この上巻は昭和39年7月〜41年9月までの日記が収められています。
著者の武田百合子さんは大正14年(1925)生まれなので40歳前後に書かれたもの。
一気に読むタイプの本ではないような気がしたので、家事の合間など細切れ時間を使ってゆっくり少しずつ読みました。

著者の時にハッとさせられる独特の文章、はっきりした物言い、感情表現の豊かなところがとても魅力的。
書いているご本人はそう思っていないのかもしれませんが、とても面白かったです。
東京と山小屋を往復する日々は季節の移ろいや地元の人達との交流などがあり飽きずに楽しめました。

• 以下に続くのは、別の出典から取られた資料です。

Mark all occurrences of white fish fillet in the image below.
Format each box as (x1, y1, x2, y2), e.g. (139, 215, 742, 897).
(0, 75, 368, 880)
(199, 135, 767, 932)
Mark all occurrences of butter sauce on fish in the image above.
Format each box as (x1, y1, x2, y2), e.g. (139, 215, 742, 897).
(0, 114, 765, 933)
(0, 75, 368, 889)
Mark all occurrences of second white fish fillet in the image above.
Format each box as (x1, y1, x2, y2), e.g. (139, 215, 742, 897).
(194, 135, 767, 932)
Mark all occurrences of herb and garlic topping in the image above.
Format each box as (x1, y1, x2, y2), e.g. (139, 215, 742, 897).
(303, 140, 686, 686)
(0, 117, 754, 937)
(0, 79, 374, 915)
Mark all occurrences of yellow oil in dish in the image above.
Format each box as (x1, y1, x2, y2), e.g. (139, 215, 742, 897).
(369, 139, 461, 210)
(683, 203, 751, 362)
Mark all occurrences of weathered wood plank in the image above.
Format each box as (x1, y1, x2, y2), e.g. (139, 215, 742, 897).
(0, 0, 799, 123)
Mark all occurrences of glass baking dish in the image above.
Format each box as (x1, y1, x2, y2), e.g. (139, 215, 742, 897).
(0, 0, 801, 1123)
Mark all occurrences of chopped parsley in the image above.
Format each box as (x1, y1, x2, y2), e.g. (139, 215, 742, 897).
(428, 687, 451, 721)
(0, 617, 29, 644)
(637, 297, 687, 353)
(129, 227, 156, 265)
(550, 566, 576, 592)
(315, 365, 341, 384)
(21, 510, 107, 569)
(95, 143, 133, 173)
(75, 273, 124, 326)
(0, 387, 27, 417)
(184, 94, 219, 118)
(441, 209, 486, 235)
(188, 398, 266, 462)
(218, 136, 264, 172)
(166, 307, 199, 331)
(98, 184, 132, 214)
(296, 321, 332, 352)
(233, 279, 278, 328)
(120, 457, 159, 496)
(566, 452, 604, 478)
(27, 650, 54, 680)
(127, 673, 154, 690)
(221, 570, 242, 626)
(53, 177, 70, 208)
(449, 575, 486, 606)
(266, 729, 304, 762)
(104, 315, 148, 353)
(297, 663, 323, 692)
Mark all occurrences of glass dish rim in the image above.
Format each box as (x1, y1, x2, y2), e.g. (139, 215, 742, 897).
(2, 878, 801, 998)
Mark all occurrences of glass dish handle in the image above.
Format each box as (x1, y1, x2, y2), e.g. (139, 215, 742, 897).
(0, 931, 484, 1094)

魔法水筒、もんぺ、写真機など時代が感じられる表現もたくさんありましたが、それも味。
購入したものの金額も書いているといい記録になるんですね。


さらっと書かれている朝・昼・夜のメニューも美味しそうでした。
レシピも写真もないのに想像力を刺激されます。
同じ時期のメニューを参考にして作ってみたくなりそうです。


この本に影響されたわけではないんですが、ずいぶん前に挫折した10年日記を来年から再挑戦する予定です。
武田百合子さんみたいには書けないだろうけど、楽しく続けたいと思っています。